Learning from Biased and Costly Data Sources: Minimax-optimal Data Collection under a Budget

Data collection is a critical component of modern statistical and machine learning pipelines, particularly when data must be gathered from multiple heterogeneous sources to study a target population of interest. In many use cases, such as medical studies or political polling, different sources incur different sampling costs. Observations often have associated group identities (for example, health markers, demographics, or political affiliations) and the relative composition of these groups may differ substantially, both among the source populations and between sources and target population. In this work, we study multi-source data collection under a fixed budget, focusing on the estimation of population means and group-conditional means. We show that naive data collection strategies (e.g. attempting to "match" the target distribution) or relying on standard estimators (e.g. sample mean) can be highly suboptimal. Instead, we develop a sampling plan which maximizes the effective sample size: the total sample size divided by $D_{χ^2}(q\mid\mid\overline{p}) + 1$, where $q$ is the target distribution, $\overline{p}$ is the aggregated source distribution, and $D_{χ^2}$ is the $χ^2$-divergence. We pair this sampling plan with a classical post-stratification estimator and upper bound its risk. We provide matching lower bounds, establishing that our approach achieves the budgeted minimax optimal risk. Our techniques also extend to prediction problems when minimizing the excess risk, providing a principled approach to multi-source learning with costly and heterogeneous data sources.
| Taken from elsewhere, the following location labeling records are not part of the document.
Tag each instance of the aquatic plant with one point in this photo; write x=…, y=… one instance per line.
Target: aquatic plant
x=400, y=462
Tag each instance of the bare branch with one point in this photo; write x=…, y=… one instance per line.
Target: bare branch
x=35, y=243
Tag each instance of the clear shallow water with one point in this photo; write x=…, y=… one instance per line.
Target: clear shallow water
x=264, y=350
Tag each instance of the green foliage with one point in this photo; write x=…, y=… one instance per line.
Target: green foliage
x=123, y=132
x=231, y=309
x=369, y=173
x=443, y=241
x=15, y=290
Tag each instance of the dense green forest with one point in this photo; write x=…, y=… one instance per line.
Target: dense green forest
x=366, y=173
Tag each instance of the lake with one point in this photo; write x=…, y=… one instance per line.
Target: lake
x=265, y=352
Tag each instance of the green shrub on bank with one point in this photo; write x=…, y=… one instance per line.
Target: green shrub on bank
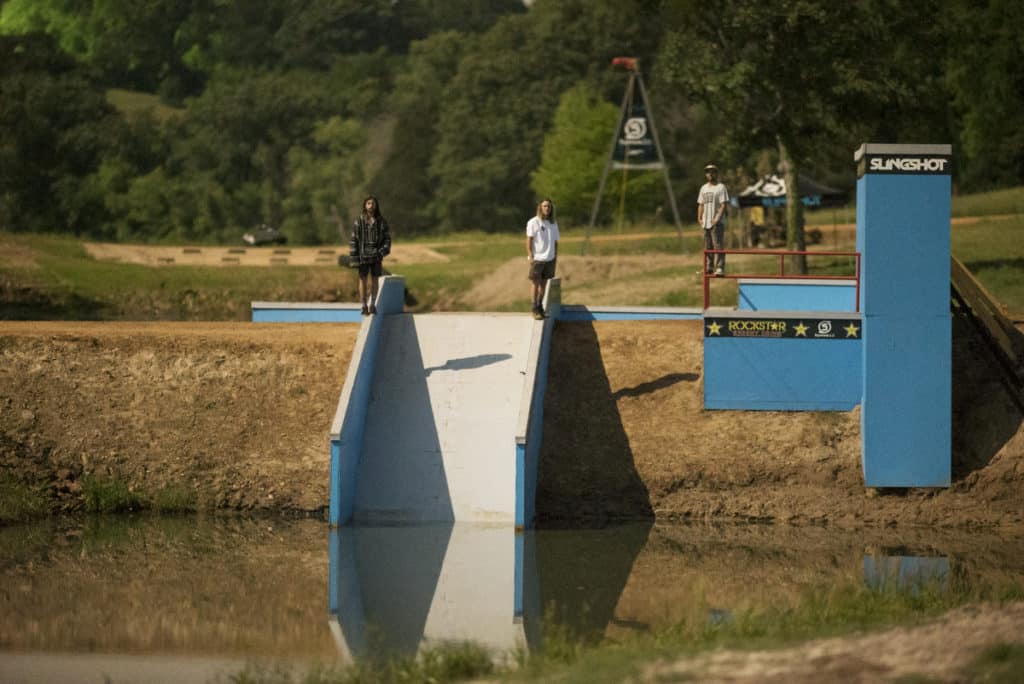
x=22, y=501
x=1000, y=664
x=175, y=499
x=110, y=496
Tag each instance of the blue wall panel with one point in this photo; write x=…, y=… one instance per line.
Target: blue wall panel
x=298, y=313
x=903, y=238
x=905, y=419
x=797, y=296
x=781, y=374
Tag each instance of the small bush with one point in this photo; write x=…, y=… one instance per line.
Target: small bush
x=20, y=501
x=110, y=496
x=175, y=499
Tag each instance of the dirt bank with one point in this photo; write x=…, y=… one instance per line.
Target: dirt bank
x=241, y=413
x=238, y=412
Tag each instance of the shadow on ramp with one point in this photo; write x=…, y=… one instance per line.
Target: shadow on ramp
x=401, y=474
x=586, y=473
x=469, y=362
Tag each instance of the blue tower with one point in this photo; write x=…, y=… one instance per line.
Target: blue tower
x=903, y=196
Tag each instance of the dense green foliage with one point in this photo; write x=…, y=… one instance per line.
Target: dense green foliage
x=459, y=114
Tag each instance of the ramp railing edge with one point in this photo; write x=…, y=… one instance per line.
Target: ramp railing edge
x=349, y=417
x=529, y=423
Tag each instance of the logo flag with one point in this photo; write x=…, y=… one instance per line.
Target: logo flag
x=635, y=146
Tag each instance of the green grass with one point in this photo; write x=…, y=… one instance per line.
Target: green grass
x=1000, y=664
x=567, y=656
x=65, y=283
x=993, y=251
x=174, y=499
x=132, y=103
x=22, y=501
x=110, y=496
x=995, y=203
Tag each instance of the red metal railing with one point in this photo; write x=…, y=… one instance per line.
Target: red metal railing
x=781, y=274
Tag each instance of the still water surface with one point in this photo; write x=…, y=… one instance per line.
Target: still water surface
x=143, y=598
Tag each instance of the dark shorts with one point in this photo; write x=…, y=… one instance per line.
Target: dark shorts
x=371, y=269
x=542, y=270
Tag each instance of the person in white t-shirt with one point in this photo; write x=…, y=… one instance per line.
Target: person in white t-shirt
x=542, y=250
x=711, y=216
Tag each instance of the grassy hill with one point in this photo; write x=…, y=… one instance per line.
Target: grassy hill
x=53, y=278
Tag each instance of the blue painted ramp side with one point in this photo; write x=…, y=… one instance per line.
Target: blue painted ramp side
x=440, y=425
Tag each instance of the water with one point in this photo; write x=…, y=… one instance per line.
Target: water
x=145, y=598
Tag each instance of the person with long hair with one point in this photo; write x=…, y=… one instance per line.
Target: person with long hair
x=542, y=250
x=370, y=244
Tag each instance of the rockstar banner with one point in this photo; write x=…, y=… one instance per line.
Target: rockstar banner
x=806, y=329
x=635, y=147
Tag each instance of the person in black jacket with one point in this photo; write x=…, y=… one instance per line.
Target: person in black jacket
x=371, y=243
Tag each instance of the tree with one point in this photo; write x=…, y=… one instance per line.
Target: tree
x=574, y=154
x=791, y=74
x=985, y=73
x=54, y=127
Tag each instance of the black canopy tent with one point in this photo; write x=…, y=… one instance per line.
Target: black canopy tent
x=770, y=193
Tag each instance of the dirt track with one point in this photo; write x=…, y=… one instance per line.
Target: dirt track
x=242, y=414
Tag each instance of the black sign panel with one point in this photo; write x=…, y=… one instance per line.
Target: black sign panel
x=794, y=329
x=635, y=145
x=932, y=165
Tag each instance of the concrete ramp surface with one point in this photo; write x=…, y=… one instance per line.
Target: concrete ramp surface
x=439, y=434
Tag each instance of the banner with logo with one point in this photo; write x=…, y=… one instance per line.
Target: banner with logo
x=635, y=146
x=800, y=329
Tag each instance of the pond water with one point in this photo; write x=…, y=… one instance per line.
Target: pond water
x=144, y=598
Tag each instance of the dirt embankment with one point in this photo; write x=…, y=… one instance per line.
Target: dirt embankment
x=238, y=412
x=241, y=413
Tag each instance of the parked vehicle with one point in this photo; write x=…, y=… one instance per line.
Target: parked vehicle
x=264, y=234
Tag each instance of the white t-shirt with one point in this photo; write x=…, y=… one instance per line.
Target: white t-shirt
x=712, y=197
x=545, y=234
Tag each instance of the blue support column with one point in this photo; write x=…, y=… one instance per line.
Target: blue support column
x=903, y=196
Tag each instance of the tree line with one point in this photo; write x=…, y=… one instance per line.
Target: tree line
x=195, y=120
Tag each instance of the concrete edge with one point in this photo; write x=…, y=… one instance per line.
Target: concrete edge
x=741, y=313
x=343, y=306
x=540, y=335
x=846, y=283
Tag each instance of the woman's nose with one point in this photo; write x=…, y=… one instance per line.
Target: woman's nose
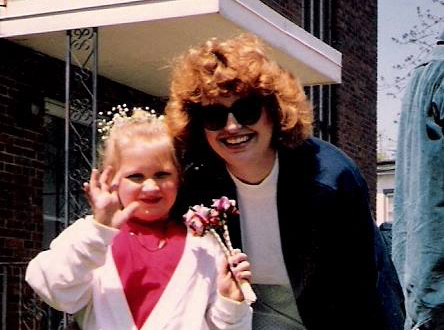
x=232, y=124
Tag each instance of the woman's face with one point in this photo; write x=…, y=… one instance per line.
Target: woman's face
x=241, y=145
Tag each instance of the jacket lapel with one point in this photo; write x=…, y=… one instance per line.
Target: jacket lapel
x=115, y=295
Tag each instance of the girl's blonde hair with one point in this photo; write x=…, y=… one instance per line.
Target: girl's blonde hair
x=141, y=126
x=237, y=66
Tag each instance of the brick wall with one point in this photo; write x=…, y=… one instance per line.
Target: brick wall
x=355, y=36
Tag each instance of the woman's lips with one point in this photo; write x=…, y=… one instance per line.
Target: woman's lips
x=238, y=140
x=151, y=200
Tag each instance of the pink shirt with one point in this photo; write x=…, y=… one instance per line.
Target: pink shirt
x=144, y=268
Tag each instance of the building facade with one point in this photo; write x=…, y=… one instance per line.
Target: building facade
x=320, y=40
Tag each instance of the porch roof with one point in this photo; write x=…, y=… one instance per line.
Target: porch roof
x=139, y=38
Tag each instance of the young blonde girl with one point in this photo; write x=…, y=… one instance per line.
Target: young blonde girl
x=132, y=265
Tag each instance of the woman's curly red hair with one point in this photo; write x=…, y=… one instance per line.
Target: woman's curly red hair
x=236, y=66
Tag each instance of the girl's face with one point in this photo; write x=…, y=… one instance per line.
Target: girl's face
x=147, y=174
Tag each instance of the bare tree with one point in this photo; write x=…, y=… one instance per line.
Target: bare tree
x=423, y=37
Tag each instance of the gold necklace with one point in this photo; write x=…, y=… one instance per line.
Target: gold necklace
x=160, y=245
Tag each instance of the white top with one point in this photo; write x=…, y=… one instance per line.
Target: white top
x=261, y=239
x=78, y=275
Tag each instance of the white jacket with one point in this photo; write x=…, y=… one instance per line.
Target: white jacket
x=78, y=275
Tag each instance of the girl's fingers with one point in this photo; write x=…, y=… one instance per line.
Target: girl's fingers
x=93, y=181
x=103, y=180
x=237, y=258
x=115, y=183
x=125, y=214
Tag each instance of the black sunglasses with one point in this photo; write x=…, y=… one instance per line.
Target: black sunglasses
x=247, y=111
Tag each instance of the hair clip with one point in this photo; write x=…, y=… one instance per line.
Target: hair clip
x=119, y=116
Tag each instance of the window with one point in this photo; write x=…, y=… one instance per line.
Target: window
x=317, y=20
x=388, y=205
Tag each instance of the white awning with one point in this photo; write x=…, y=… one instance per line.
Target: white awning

翻译：数据收集是现代统计与机器学习流程中的关键环节，尤其在需要从多个异质数据源采集数据以研究目标总体时。在许多应用场景（如医学研究或政治民调）中，不同数据源会产生不同的抽样成本。观测数据通常带有相应的群体标识（例如健康指标、人口统计特征或政治倾向），这些群体的相对构成可能在源总体之间、以及在源总体与目标总体之间存在显著差异。本文研究固定预算下的多源数据收集问题，重点关注总体均值与群体条件均值的估计。我们证明，朴素的数据收集策略（例如试图“匹配”目标分布）或依赖标准估计量（如样本均值）可能导致严重的次优结果。为此，我们提出了一种最大化有效样本量的抽样方案：有效样本量定义为总样本量除以$D_{χ^2}(q\mid\mid\overline{p}) + 1$，其中$q$为目标分布，$\overline{p}$为聚合源分布，$D_{χ^2}$为$χ^2$散度。我们将该抽样方案与经典的事后分层估计量结合，并给出其风险上界。通过构建匹配的下界，我们证明该方法达到了预算约束下的极小极大最优风险。我们的技术还可拓展至预测问题中的超额风险最小化，为处理成本高昂且异质的多元数据源学习提供了理论依据。